Between the crs attribute and transform the georeferencing of a raster dataset is described and the dataset can compared to other GIS datasets.
在crs属性和transform之间,描述了栅格数据集的地理参考,并且可以将该数据集与其他GIS数据集进行比较。

Reading raster data

Data from a raster band can be accessed by the band’s index number. Following the GDAL convention, bands are indexed from 1.
栅格波段的数据可以通过波段的索引号来访问。
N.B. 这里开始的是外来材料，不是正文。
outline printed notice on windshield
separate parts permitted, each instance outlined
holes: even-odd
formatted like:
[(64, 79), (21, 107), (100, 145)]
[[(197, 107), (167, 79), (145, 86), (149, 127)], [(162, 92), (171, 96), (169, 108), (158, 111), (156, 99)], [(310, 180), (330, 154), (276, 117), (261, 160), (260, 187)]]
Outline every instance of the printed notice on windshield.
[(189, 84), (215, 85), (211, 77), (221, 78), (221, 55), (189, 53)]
按照GDAL惯例,波段从1开始索引。

dataset.indexes
# out:(1, 2, 3)
band1 = dataset.read(1) 
print(band1.shape)
# out:(10980, 10980)
# 可以单波段读取也可以所有波段一起读取
array = dataset.read()
print(array.shape)
# out:(3, 10980, 10980)

The read() method returns a Numpy N-D array.
read()方法返回一个Numpy N-D数组。

band1

array([[ 312,  292,  310, ..., 1102, 1102, 1112],
       [ 292,  293,  310, ..., 1124, 1136, 1132],
       [ 334,  322,  307, ..., 1116, 1102, 1126],
       ...,
       [ 593,  505,  698, ...,  585,  583,  580],
       [ 637,  580,  641, ...,  611,  578,  585],
       [ 687,  491,  595, ...,  604,  571,  582]], dtype=uint16)
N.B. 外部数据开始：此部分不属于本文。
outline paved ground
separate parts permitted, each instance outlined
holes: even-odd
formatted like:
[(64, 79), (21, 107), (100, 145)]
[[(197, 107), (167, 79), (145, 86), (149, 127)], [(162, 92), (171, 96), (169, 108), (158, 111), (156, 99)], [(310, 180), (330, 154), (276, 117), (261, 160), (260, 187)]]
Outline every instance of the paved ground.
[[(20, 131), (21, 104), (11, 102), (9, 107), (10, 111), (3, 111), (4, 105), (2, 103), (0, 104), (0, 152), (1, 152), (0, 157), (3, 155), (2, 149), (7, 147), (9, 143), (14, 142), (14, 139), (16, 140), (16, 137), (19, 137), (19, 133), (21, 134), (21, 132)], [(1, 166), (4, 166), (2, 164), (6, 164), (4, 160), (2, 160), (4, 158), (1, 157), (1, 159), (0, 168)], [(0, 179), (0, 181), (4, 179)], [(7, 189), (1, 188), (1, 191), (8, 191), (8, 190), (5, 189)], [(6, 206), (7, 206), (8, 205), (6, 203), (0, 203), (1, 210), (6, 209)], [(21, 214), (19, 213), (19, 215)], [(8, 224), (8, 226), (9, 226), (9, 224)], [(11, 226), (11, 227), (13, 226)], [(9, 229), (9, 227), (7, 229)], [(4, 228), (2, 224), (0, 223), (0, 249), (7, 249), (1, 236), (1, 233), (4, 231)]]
Values from the array can be addressed by their row, column index.
数组中的值可以通过它们的行、列索引来寻址。

band1[dataset.height // 2, dataset.width // 2]
# out:817

Spatial indexing

Datasets have an index() method for getting the array indices corresponding to points in georeferenced space. To get the value for the pixel 100 kilometers east and 50 kilometers south of the dataset’s upper left corner, do the following.
数据集有一个index()方法,用于获取与地理参考空间中的点相对应的数组索引。就是,用空间坐标(x,y),来获取数组中对应位置[row,col]用空间坐标来获取数组位置要获取数据集左上角以东100公里和以南50公里处的像素值,请执行以下操作。
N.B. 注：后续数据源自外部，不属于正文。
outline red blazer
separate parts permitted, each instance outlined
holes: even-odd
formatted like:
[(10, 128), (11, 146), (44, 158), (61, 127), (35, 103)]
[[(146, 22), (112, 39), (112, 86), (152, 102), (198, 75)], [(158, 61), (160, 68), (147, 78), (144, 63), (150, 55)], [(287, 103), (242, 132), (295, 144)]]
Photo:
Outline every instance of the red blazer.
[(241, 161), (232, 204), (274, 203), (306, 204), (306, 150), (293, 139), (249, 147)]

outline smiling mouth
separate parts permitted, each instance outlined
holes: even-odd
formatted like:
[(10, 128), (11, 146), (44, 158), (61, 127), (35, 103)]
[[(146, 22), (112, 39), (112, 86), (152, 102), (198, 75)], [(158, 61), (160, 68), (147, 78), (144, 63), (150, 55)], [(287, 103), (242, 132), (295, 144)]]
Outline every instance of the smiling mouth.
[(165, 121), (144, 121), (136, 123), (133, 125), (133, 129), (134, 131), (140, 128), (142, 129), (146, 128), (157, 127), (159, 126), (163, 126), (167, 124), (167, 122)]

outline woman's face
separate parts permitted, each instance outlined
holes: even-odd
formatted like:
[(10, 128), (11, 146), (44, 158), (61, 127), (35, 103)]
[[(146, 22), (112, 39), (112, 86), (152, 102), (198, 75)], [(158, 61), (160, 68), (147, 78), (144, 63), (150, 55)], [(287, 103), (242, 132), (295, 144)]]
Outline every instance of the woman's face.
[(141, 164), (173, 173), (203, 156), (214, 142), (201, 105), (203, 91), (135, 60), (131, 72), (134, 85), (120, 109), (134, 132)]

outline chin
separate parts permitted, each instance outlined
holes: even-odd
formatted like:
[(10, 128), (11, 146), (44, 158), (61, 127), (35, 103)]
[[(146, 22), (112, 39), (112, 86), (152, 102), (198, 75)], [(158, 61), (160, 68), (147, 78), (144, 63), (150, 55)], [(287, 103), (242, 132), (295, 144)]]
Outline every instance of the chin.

x, y = (dataset.bounds.left + 100000, dataset.bounds.top - 50000)
row, col = dataset.index(x, y)
print(row, col)
print(band1[row, col])
# out:5000 10000
# out:249

To get the spatial coordinates of a pixel, use the dataset’s xy() method. The coordinates of the center of the image can be computed like this.
要获取像素的空间坐标,请使用数据集的xy()方法。图像中心的坐标可以这样计算。用栅格对象的(宽-col,高-row)来获取空间坐标

dataset.xy(dataset.height // 2, dataset.width // 2)
# out:(754865.0, 5145115.0)

Creating data

Reading data is only half the story. Using Rasterio dataset objects, arrays of values can be written to a raster data file and thus shared with other GIS applications such as QGIS.
读取数据只是故事的一半。使用Rasterio数据集对象,值数组可以写入栅格数据文件,从而与其他 GIS 应用程序(如QGIS)共享。
As an example, consider an array of floating point values representing, e.g., a temperature or pressure anomaly field measured or modeled on a regular grid, 240 columns by 180 rows. The first and last grid points on the horizontal axis are located at 4.0 degrees west and 4.0 degrees east longitude, the first and last grid points on the vertical axis are located at 3 degrees south and 3 degrees north latitude.
作为示例,考虑代表例如在规则网格上测量或建模的温度或压力异常场的浮点值数组,240列×180行。横轴上的第一个和最后一个网格点位于西经4.0度和东经4.0度,纵轴上的第一个和最后一个网格点位于南纬3度和北纬3度。

import numpy as np
x = np.linspace(-4.0, 4.0, 240)
y = np.linspace(-3.0, 3.0, 180)
X, Y = np.meshgrid(x, y)
Z1 = np.exp(-2 * np.log(2) * ((X - 0.5) ** 2 + (Y - 0.5) ** 2) / 1 ** 2)
Z2 = np.exp(-3 * np.log(2) * ((X + 0.5) ** 2 + (Y + 0.5) ** 2) / 2.5 ** 2)
Z = 10.0 * (Z2 - Z1)

print(x.shape)
print(y.shape)
# out:(240,)
# out:(180,)
print(X.shape)
print(Y.shape)
# out:(180, 240)
# out:(180, 240)
print(Z1.shape)
# out:(180, 240)
print(Z.shape)
# out:(180, 240)

The fictional field for this example consists of the difference of two Gaussian distributions and is represented by the array Z. Its contours are shown below.
本例中的虚拟场由两个高斯分布的差值组成,由数组Z表示。其轮廓如下所示。

Opening a dataset in writing mode

To save this array along with georeferencing information to a new raster data file, call rasterio.open() with a path to the new file to be created, ‘w’ to specify writing mode, and several keyword arguments.
要将此数组与地理参考信息一起保存到新的栅格数据文件中,请调用rasterio.open(),其中包含要创建的新文件的路径、指定写入模式的“w”以及几个关键字参数。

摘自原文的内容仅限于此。